The Road To Nokia World 2011 Part 1: The Need For A Clear Future

Nokia World 2011 is scheduled for next week in London and it is undoubtedly the most hyped and the most important event in recent Nokia history. Throughout this week, FoneArena will take a look at expectations, realities and myths related to this particular year, in preparation for the big reveals that will come on October 26th and 27th. Join us in this journey, comment, share your thoughts, and feel with us the excitement as the big days approach!


One clear truth that everyone knows, regarding Nokia World 2011, is that it might be the event that makes or breaks Nokia’s future. I say “might” because there are many stories of companies sunk thousands times deeper and gone way beyond salvaging that still managed to reinvent and re-institute themselves. However nowadays, the world, especially the tech world, is less forgiving with each passing day. Hence I say “it might”, understanding the possibility of miracles, yet hoping it won’t come down to that.

The “future” is one big world that we will come back to, quite a lot, in this series of posts. The future, the promise of a bright one specifically, is what makes investors throw money, developers stay awake for nights in a row and employees (be it designers, managers, engineers and everyone beyond) feel excited about creating greatness. So eventually the future is what takes devices from the concept board to reality, and it’s therefore the reason customers can buy these devices.

But first, let’s leave the future and take a walk down memory lane into the recent past. Nokia World 2009 was a disaster in terms of clear plans. There was the N900 on Maemo, the X6 and N97 Mini on S60 5th Edition / Symbian^1, the Nokia Booklet 3G on Windows, and some S40 phones. No one knew where every piece of that puzzle fit, no one understood what the opening of the OVI API meant (not that it mattered) and if I was a developer considering making an application for Nokia, because they sell tons of millions of phones every year and I want a piece of the action, I would have no clue at all where to start. I would eventually go build my application for iOS, because there’s only one iPhone so it’s bound to work on it, and the iPhone sells faster than bread. One year later, Nokia World 2010 was focused and precise, although less innovative and fun. Four Symbian^3 devices were introduced, and some S40 phones. If I was a developer then, I would know that Qt was the tool to use moving forward and that if I made a Symbian^3 application, I have at least 4 devices that will ship to support it.

Nokia World 2011’s biggest pitfall is that it carries the weight of the 2009 awkwardness. There’s Symbian, Meego, and now Windows Phone in the picture. There’s also the ghost of another OS that Nokia might be developing behind closed doors to tackle its market share erosion by Android in the low-end segment. Nokia has to explain clearly how at least the first three fit together in the puzzle and show us a clear strategy. Visions are great, plans are better. Visions are what Maemo was made of, what WebOS was full off, and we all know what came of those.

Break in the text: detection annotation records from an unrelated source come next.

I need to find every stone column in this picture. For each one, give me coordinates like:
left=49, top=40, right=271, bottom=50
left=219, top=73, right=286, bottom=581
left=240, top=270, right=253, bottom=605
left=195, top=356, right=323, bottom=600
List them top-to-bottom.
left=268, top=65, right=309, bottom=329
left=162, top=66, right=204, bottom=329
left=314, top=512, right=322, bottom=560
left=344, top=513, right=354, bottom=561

Plans, on the other hard, are what transform visions into realities. Ever since 2008, Nokia has been flipping through slides and slides of different visions. Between Ovi, openness and the Symbian foundation, Maemo, Meego, Qt, Windows Phone, partnerships with Yahoo! and Microsoft and Intel, countless company reorganizations, they made every head following them spin faster than the wheels on a Formula1 car. It’s almost a miracle that any tech journalist even bothers to listen to what they have to say anymore. They shouldn’t take for granted that everyone has given their own time to come hear them one more time, because it “might” be the last time anyone bothers. No one will believe visions anymore, they want clear, concrete, plans.

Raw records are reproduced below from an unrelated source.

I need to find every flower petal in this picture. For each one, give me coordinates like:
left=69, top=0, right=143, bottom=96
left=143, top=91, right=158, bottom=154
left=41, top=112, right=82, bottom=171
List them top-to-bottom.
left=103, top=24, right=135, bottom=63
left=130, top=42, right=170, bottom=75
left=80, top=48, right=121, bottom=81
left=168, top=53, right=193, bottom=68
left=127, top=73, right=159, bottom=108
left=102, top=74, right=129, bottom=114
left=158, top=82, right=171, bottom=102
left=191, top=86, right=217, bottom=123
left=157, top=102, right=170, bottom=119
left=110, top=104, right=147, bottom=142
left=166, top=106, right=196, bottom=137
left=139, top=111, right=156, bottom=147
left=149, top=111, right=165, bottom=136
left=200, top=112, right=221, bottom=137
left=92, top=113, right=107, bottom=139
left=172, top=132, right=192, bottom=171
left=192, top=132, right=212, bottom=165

So although Nokia has taken a break from pressure in the past few months, since everyone knew that a major strategy change was being put in place, now eight months have passed since the Microsoft partnership announcement. Both companies have had plenty of time to iron the details and see how they are going to move forward with this partnership. Therefore, vague statements like “Windows Phone will be our main platform” and “Symbian will be phased out gradually” won’t cut it anymore. We will need numbers, dates, percentages,… that kind of clearness. I do realize that Nokia World is historically not the time to discuss strategy, however, every journalist, every fan, every developer, every investor, should walk out on October 27th with the sense that Nokia finally has got its grips together and has a defined and well-thought path ahead, a promising future.

And I do take into consideration that there will always be people disappointed by the path chosen as there will always be others who are very excited by it, but the important aspect here is for Nokia to HAVE a path. It won’t help deter doubters, nor will it shut haters, but it will at least give hope and faith to everyone else.

At the end of the day, Nokia World 2011 needs to answer this simple question: If I’m an investor considering shelling out $1Million on an accessory specific to Nokia, what platform should my accessory be compatible with, and do I have the assurance that the company won’t bail on me with another radical strategy change a few months later? Simple, yet defining for the fate of one of mobile’s beloved giants.